Questa storia fece molto piacere ad Agnese, e le rimise Fermo nell'antico buon concetto. «Voleva ben dire io!» sclamava ella di tratto in tratto. «Se sapeste come la raccontavano qui, in cento maniere l'una peggio dell'altra. Ma voi non me l'avete mai fatta scrivere ben chiara».
«E voi, madonna», disse Fermo, «non mi avete mai data soddisfazione sopra quello che io voleva sapere».
«Basta», disse Agnese, «lodato Dio che abbiam potuto parlarci una volta; valgon più quattro parole sincere di due ignoranti che tutti gli scarabocchj di questi sapienti. Ma voi come vi fidate di andare a Milano, dove vi hanno tanto cercato, dove...?»

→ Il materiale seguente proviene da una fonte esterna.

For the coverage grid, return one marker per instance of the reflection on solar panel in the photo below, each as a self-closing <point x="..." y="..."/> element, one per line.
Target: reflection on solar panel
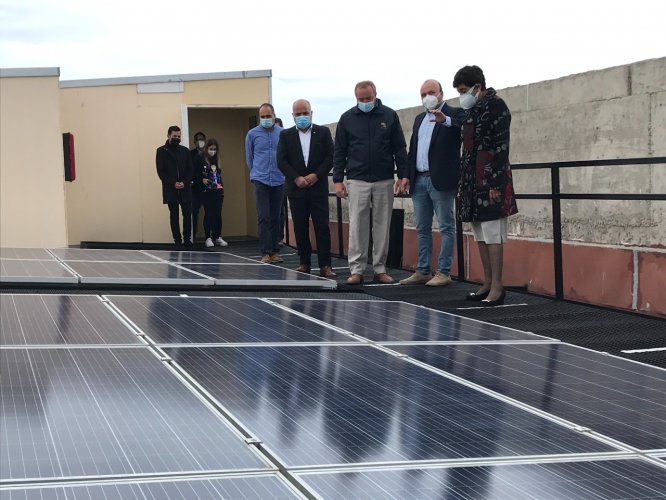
<point x="94" y="255"/>
<point x="32" y="271"/>
<point x="618" y="398"/>
<point x="329" y="405"/>
<point x="200" y="257"/>
<point x="233" y="488"/>
<point x="398" y="321"/>
<point x="60" y="319"/>
<point x="207" y="320"/>
<point x="142" y="273"/>
<point x="258" y="274"/>
<point x="83" y="412"/>
<point x="25" y="254"/>
<point x="626" y="479"/>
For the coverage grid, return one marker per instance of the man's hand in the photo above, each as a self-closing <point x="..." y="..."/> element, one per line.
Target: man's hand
<point x="341" y="190"/>
<point x="401" y="186"/>
<point x="438" y="117"/>
<point x="311" y="179"/>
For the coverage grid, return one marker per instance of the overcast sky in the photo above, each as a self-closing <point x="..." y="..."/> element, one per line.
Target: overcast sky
<point x="319" y="50"/>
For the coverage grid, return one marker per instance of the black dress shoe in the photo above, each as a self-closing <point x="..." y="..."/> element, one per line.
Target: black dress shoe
<point x="497" y="302"/>
<point x="476" y="297"/>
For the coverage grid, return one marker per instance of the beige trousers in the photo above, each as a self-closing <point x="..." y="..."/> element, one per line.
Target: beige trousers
<point x="366" y="198"/>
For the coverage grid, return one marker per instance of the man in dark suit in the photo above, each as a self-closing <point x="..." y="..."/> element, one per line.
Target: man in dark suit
<point x="433" y="165"/>
<point x="174" y="167"/>
<point x="305" y="157"/>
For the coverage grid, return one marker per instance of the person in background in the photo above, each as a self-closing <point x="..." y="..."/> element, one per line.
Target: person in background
<point x="434" y="170"/>
<point x="369" y="143"/>
<point x="197" y="194"/>
<point x="208" y="180"/>
<point x="260" y="155"/>
<point x="485" y="194"/>
<point x="305" y="157"/>
<point x="199" y="144"/>
<point x="174" y="168"/>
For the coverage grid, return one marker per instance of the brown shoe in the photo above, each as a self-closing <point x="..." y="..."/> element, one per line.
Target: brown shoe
<point x="275" y="258"/>
<point x="383" y="278"/>
<point x="326" y="272"/>
<point x="355" y="279"/>
<point x="440" y="279"/>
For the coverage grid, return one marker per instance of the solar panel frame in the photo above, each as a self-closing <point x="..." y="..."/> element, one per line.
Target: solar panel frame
<point x="60" y="319"/>
<point x="116" y="412"/>
<point x="216" y="320"/>
<point x="350" y="438"/>
<point x="633" y="415"/>
<point x="35" y="271"/>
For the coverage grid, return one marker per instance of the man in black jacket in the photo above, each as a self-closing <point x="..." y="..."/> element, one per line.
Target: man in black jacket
<point x="434" y="165"/>
<point x="305" y="157"/>
<point x="369" y="144"/>
<point x="174" y="167"/>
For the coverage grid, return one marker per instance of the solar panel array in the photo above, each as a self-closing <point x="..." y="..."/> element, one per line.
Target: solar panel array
<point x="141" y="267"/>
<point x="118" y="396"/>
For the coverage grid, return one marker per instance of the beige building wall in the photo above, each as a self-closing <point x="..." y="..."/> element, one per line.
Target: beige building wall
<point x="118" y="125"/>
<point x="32" y="193"/>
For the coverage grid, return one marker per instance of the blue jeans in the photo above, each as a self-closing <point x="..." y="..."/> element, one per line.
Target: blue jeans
<point x="269" y="199"/>
<point x="428" y="201"/>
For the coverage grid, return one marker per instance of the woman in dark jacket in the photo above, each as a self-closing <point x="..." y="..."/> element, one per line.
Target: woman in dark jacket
<point x="208" y="180"/>
<point x="485" y="193"/>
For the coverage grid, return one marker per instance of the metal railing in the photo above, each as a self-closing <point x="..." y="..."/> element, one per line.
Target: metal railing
<point x="556" y="196"/>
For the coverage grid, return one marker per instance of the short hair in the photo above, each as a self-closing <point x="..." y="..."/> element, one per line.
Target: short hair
<point x="365" y="83"/>
<point x="268" y="104"/>
<point x="470" y="76"/>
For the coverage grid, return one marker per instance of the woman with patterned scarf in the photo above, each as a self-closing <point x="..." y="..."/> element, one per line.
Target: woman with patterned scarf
<point x="485" y="192"/>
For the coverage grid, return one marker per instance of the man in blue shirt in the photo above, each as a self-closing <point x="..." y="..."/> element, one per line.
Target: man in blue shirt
<point x="260" y="154"/>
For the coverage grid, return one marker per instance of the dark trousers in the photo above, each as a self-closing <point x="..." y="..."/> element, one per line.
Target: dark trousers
<point x="268" y="199"/>
<point x="186" y="208"/>
<point x="197" y="203"/>
<point x="212" y="202"/>
<point x="301" y="211"/>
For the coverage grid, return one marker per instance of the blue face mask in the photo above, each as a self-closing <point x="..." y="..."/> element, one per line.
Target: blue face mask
<point x="366" y="107"/>
<point x="303" y="122"/>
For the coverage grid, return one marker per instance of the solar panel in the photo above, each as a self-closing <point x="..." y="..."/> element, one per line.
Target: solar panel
<point x="259" y="274"/>
<point x="102" y="255"/>
<point x="384" y="321"/>
<point x="96" y="412"/>
<point x="200" y="257"/>
<point x="35" y="271"/>
<point x="233" y="488"/>
<point x="613" y="396"/>
<point x="212" y="320"/>
<point x="332" y="405"/>
<point x="59" y="319"/>
<point x="626" y="479"/>
<point x="25" y="254"/>
<point x="136" y="273"/>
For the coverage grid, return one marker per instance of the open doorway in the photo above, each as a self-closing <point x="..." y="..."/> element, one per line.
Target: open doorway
<point x="229" y="126"/>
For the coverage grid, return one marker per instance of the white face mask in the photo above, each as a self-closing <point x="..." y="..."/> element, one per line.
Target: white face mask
<point x="430" y="102"/>
<point x="467" y="100"/>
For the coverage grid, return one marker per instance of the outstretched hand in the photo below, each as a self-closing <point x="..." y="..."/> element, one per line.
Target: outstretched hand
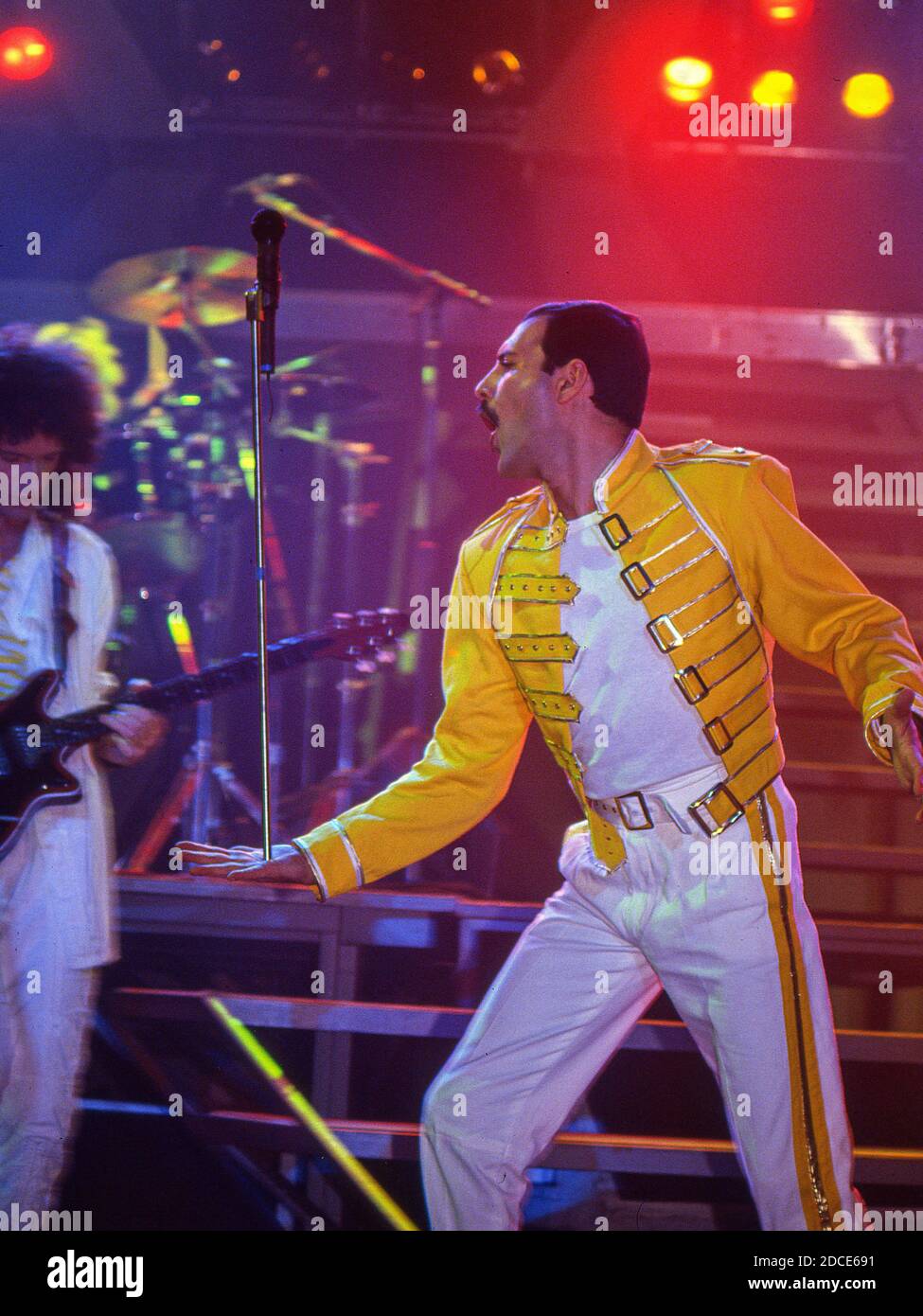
<point x="906" y="745"/>
<point x="242" y="863"/>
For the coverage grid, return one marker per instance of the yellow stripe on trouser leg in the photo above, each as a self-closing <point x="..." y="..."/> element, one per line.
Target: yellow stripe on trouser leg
<point x="306" y="1112"/>
<point x="814" y="1166"/>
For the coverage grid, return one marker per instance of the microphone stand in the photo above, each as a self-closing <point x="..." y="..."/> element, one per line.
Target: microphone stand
<point x="256" y="317"/>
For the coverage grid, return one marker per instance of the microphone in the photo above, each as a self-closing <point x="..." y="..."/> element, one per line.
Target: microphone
<point x="268" y="228"/>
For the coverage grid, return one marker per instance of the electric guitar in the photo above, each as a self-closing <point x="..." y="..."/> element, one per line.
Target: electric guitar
<point x="33" y="746"/>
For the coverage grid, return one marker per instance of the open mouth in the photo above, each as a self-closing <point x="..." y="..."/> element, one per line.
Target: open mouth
<point x="488" y="418"/>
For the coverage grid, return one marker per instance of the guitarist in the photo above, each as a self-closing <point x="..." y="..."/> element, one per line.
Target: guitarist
<point x="57" y="607"/>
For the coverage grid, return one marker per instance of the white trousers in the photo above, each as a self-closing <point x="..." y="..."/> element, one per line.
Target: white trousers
<point x="737" y="954"/>
<point x="46" y="1012"/>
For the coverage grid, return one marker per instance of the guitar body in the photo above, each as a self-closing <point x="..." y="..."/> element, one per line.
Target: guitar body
<point x="34" y="775"/>
<point x="30" y="776"/>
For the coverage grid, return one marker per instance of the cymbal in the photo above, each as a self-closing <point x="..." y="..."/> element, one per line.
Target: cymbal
<point x="182" y="286"/>
<point x="323" y="392"/>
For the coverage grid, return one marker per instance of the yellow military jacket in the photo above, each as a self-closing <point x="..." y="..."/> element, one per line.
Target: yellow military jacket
<point x="708" y="543"/>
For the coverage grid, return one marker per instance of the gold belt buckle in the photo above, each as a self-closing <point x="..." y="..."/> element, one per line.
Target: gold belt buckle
<point x="630" y="827"/>
<point x="717" y="828"/>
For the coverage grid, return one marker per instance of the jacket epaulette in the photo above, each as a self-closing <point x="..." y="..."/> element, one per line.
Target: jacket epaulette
<point x="512" y="505"/>
<point x="704" y="449"/>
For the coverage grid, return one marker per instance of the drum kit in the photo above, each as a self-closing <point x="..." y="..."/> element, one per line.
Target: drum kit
<point x="175" y="481"/>
<point x="181" y="463"/>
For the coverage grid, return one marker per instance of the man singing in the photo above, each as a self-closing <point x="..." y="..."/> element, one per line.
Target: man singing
<point x="57" y="608"/>
<point x="648" y="589"/>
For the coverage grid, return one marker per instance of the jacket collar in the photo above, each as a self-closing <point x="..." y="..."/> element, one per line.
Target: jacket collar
<point x="618" y="476"/>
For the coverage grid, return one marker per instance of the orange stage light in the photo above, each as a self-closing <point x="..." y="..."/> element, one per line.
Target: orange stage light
<point x="787" y="13"/>
<point x="26" y="53"/>
<point x="868" y="95"/>
<point x="686" y="78"/>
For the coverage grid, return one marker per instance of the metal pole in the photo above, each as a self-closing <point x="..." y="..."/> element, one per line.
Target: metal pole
<point x="255" y="313"/>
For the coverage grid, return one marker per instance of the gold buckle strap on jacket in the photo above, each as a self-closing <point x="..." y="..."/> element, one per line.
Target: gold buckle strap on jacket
<point x="538" y="589"/>
<point x="536" y="648"/>
<point x="715" y="810"/>
<point x="546" y="702"/>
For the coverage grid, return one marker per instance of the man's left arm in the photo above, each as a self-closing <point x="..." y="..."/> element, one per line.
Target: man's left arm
<point x="821" y="613"/>
<point x="134" y="731"/>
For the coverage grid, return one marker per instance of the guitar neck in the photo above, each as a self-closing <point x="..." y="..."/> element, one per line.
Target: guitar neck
<point x="83" y="726"/>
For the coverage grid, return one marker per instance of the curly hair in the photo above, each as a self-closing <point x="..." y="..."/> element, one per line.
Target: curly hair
<point x="49" y="391"/>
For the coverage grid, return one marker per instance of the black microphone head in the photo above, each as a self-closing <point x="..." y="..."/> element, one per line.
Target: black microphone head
<point x="268" y="225"/>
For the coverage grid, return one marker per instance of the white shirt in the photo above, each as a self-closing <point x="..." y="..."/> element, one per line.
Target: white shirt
<point x="635" y="728"/>
<point x="62" y="860"/>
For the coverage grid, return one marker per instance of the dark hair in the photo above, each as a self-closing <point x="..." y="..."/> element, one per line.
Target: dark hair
<point x="49" y="391"/>
<point x="610" y="343"/>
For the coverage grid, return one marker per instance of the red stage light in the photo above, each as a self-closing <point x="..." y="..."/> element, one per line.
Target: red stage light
<point x="24" y="53"/>
<point x="787" y="13"/>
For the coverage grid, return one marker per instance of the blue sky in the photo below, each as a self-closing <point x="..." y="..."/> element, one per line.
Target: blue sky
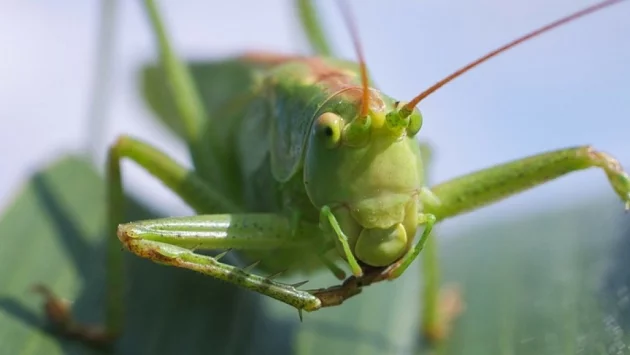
<point x="569" y="87"/>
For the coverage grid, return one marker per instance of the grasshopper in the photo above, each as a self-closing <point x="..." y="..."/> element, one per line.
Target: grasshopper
<point x="313" y="165"/>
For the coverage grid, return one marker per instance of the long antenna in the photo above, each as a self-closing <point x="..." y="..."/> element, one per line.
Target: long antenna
<point x="345" y="11"/>
<point x="412" y="104"/>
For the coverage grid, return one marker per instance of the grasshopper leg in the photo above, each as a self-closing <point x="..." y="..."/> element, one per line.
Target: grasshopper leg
<point x="183" y="182"/>
<point x="326" y="216"/>
<point x="170" y="241"/>
<point x="483" y="187"/>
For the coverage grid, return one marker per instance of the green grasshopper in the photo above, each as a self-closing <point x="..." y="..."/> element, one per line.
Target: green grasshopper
<point x="310" y="166"/>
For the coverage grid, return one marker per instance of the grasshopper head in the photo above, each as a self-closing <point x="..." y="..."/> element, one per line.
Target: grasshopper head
<point x="368" y="170"/>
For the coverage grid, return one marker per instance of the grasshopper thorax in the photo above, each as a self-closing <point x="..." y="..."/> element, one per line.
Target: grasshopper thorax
<point x="368" y="170"/>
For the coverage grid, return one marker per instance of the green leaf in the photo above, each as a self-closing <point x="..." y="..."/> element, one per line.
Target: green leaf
<point x="553" y="283"/>
<point x="53" y="234"/>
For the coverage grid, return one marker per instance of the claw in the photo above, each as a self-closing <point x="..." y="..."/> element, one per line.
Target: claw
<point x="298" y="284"/>
<point x="59" y="314"/>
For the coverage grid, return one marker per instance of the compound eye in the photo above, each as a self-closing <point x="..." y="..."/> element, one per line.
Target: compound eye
<point x="328" y="128"/>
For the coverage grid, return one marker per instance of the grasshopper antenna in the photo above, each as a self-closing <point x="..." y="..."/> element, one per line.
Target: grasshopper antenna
<point x="408" y="108"/>
<point x="354" y="33"/>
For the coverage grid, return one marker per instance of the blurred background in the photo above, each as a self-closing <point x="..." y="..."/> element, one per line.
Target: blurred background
<point x="568" y="87"/>
<point x="534" y="267"/>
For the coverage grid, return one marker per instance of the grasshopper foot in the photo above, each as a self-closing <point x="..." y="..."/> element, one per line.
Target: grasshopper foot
<point x="59" y="314"/>
<point x="451" y="305"/>
<point x="618" y="178"/>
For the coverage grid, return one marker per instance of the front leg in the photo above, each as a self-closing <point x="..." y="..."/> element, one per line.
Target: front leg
<point x="481" y="188"/>
<point x="172" y="241"/>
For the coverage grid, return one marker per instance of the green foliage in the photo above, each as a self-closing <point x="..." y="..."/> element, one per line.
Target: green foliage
<point x="542" y="284"/>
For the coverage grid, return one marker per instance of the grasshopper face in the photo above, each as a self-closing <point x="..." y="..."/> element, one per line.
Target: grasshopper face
<point x="369" y="172"/>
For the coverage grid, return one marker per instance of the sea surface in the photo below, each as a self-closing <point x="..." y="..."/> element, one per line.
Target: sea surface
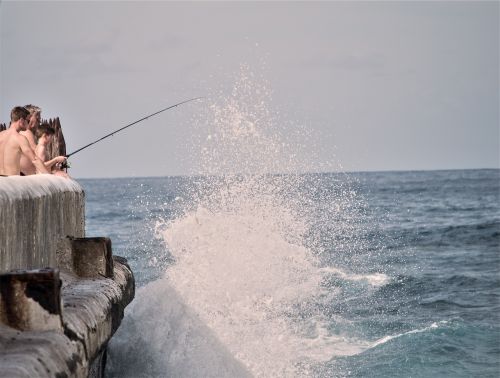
<point x="380" y="274"/>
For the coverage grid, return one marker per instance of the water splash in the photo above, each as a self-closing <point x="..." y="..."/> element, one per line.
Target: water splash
<point x="248" y="281"/>
<point x="242" y="263"/>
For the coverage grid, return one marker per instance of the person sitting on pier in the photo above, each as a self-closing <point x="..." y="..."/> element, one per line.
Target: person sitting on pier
<point x="34" y="119"/>
<point x="44" y="135"/>
<point x="13" y="145"/>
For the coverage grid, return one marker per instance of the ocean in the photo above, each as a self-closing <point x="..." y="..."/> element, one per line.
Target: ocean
<point x="376" y="274"/>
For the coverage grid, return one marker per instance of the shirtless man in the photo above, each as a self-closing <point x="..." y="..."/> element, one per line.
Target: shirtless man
<point x="34" y="119"/>
<point x="13" y="145"/>
<point x="44" y="134"/>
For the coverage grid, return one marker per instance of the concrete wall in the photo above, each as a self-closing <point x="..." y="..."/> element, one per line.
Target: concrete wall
<point x="55" y="322"/>
<point x="35" y="212"/>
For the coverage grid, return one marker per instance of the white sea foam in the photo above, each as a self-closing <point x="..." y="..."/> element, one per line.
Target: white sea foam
<point x="246" y="283"/>
<point x="374" y="279"/>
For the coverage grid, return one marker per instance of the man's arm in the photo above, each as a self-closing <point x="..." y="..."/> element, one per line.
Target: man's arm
<point x="30" y="154"/>
<point x="56" y="160"/>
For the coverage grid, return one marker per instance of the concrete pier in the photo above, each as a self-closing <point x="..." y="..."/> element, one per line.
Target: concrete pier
<point x="62" y="296"/>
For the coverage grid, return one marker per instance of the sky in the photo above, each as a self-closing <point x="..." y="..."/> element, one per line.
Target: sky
<point x="378" y="85"/>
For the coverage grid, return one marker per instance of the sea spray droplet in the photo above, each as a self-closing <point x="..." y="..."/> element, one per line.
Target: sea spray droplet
<point x="242" y="264"/>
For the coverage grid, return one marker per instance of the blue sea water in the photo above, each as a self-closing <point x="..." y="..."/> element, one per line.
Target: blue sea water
<point x="380" y="274"/>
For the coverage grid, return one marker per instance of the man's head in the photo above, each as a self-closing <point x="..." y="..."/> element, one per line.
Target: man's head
<point x="35" y="115"/>
<point x="44" y="133"/>
<point x="20" y="115"/>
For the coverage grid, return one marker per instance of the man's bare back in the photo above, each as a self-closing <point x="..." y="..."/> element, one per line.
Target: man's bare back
<point x="13" y="145"/>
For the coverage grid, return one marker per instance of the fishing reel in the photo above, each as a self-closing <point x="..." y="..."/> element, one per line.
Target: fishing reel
<point x="64" y="165"/>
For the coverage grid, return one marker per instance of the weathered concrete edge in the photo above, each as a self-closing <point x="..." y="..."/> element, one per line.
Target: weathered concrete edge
<point x="35" y="212"/>
<point x="92" y="312"/>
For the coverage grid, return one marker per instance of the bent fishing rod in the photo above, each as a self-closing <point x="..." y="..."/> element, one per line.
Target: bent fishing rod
<point x="131" y="124"/>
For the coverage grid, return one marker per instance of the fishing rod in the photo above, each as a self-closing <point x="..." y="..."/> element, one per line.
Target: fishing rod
<point x="131" y="124"/>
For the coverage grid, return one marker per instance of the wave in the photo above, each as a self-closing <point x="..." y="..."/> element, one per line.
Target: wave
<point x="388" y="338"/>
<point x="373" y="279"/>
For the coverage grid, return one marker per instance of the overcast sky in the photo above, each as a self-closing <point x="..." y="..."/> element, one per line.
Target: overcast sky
<point x="379" y="85"/>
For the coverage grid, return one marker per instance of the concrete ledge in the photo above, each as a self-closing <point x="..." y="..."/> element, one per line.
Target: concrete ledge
<point x="35" y="212"/>
<point x="91" y="313"/>
<point x="62" y="296"/>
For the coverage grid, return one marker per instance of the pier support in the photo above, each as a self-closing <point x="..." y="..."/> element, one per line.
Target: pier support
<point x="55" y="321"/>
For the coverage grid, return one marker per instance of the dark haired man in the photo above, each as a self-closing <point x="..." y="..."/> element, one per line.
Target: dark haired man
<point x="13" y="145"/>
<point x="44" y="134"/>
<point x="33" y="119"/>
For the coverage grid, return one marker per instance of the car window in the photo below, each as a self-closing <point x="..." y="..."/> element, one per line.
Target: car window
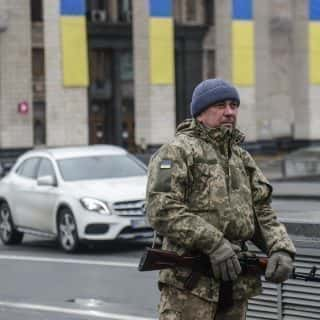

«Chi mi conoscerà?» rispose Fermo, «non m'hanno visto che un momento; e il nome... ne piglierò un altro; non ci vuol gran lettera per questo; e poi chi volete che pensi a me ora? Hanno da pensare alla peste. Sono tutti in confusione. Muojono come le mosche, a quel che si dice... Ah! pur che viva Lucia!»
«Dio lo voglia!» sclamò Agnese; «e lo vorrà, io spero. Quella poveretta innocente ha tanto patito! Dio gli conterà tutto quel male, per salvarla ora. Ah! Fermo, io ho buona speranza; andate pure; mi sento tutta riconfortata dell'avervi veduto. Sento una voce che mi dice che i guaj sono alla fine; e che passeremo ancora insieme dei buoni momenti».
Fermo chiese del Padre Cristoforo, e Agnese non le seppe dir altro se non ch'egli era a Palermo che è un sito lontano, lontano, di là dal mare. Scontento, e perché sperava da lui ajuto e consiglio, e perché desiderava di raccontare a lui pure la storia genuina; e perché avrebbe riveduto volentieri quell'uomo pel quale sentiva tanta venerazione e tanta riconoscenza.